Senate Bill 19 contained a number of provisions that would have shed light on legislators’ conflicts of interests. The version of the bill that was passed unanimously by the Senate and praised by Gov. Abbott would have stripped legislators who were convicted of bribery and abuse of office from collecting their taxpayer-funded pensions. It also would have prohibited public officials from simultaneously working as lobbyists for private interests, and would have required legislators to disclose when they received legal referral fees or made money on government contracts.
Lawmakers in other states such as New York have been criminally prosecuted for bribery schemes involving the abuse of legal referral fees.
When the bill went to the House State Affairs Committee, however, Harless and Chairman Byron Cook (R–Corsicana) watered down the elements directed at legislators and slapped on provisions attacking citizen journalists and other groups. Along with banning recording in the capitol, the substituted bill would have required individuals, businesses, organizations, and churches that engaged in independent political speech about candidates or measures (such as local bond elections or referendums) to disclose all sources of non-commercial income.
Gov. Abbott blasted the House-added provision as unconstitutional. Some critics noted that it would have required churches active in the fight against the Houston gender-neutral restroom ordinance to disclose the name and address of every person who put money in the church’s collection plate and the amount of their tithe.
When SB 19 reached the House floor, conservative State Rep.
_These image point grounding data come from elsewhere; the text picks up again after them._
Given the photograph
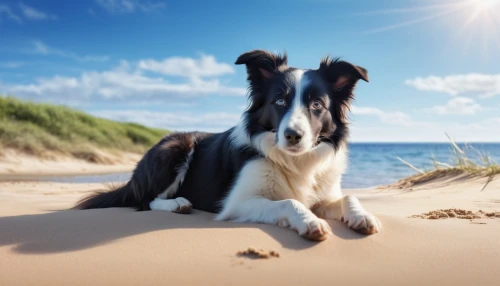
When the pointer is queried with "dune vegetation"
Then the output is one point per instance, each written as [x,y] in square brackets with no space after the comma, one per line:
[46,130]
[462,166]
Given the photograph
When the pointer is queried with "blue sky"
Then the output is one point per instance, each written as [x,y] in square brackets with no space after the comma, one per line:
[433,65]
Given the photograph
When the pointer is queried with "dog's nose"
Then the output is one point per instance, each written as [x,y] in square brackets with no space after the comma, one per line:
[293,136]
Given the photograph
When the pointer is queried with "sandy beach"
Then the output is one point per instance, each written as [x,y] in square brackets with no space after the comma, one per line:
[41,243]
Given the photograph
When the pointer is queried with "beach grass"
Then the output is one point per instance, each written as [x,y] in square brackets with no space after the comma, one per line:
[45,129]
[462,164]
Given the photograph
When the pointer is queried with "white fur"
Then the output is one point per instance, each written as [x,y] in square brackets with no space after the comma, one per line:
[239,136]
[281,189]
[296,118]
[181,173]
[172,205]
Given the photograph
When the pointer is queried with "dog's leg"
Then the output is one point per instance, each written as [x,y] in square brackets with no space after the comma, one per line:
[349,210]
[285,213]
[177,205]
[255,197]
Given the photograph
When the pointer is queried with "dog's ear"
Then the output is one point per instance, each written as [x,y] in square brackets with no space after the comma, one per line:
[342,75]
[262,65]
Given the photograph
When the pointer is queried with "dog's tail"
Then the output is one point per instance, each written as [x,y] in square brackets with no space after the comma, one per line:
[119,197]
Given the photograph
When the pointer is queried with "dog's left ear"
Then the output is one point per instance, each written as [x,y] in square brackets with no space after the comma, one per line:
[342,74]
[261,64]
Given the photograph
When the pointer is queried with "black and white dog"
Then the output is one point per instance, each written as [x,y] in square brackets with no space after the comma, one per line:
[281,164]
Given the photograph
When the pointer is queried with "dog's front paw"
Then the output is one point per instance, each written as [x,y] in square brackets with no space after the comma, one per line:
[362,222]
[314,228]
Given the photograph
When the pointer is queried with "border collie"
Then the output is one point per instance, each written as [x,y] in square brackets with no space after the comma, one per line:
[281,164]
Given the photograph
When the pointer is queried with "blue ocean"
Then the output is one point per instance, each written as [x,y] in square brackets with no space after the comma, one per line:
[370,164]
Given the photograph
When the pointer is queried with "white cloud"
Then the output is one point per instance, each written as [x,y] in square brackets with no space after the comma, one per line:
[178,66]
[41,48]
[179,121]
[7,12]
[33,14]
[129,6]
[458,105]
[125,82]
[11,65]
[392,118]
[485,85]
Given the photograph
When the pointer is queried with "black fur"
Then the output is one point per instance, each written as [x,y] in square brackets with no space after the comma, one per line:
[216,162]
[213,167]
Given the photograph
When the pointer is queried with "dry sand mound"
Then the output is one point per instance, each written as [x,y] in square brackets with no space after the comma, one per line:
[456,213]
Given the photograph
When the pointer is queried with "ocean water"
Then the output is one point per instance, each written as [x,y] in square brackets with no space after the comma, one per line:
[370,164]
[374,164]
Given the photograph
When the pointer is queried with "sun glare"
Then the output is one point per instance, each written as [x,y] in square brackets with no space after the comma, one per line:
[477,22]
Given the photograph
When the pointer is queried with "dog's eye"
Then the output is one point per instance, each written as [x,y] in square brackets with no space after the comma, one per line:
[316,105]
[280,101]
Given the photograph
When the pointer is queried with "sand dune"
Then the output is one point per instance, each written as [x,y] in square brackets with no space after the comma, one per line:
[40,246]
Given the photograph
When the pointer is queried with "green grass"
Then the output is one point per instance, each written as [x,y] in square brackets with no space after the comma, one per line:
[43,129]
[462,164]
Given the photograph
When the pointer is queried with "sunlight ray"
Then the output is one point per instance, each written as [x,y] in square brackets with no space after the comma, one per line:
[408,10]
[415,21]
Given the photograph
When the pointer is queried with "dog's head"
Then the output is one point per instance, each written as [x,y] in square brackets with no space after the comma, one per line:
[304,107]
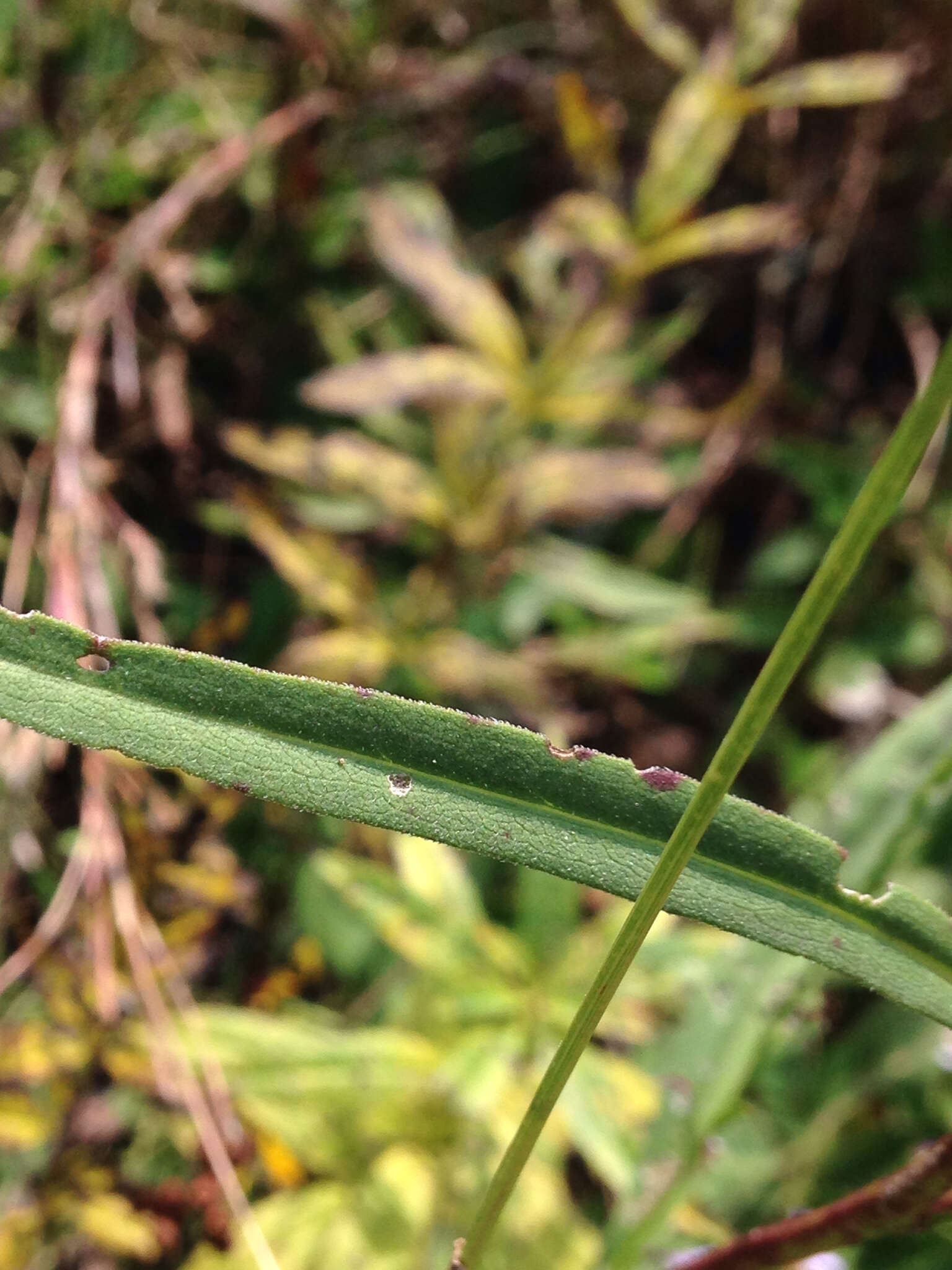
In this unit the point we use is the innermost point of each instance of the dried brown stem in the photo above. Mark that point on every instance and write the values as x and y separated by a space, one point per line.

Matt Rinaldi (R–Irving) offered a complete floor substitute that would have reverted the bill back to the original version passed by the Texas Senate, the one that would have delivered true ethics reform rather than use government to target citizens. That amendment, which would have allowed the House to pass a clean ethics bill, was defeated on a vote of 33-113.
When the bad House version of SB 19 went to conference committee, Senators offered to work with the House to craft a compromise directed at legislators (though still potentially watered down). But House negotiators refused to budge, and declared that the bill was “graveyard dead” if it didn’t include the unconstitutional elements.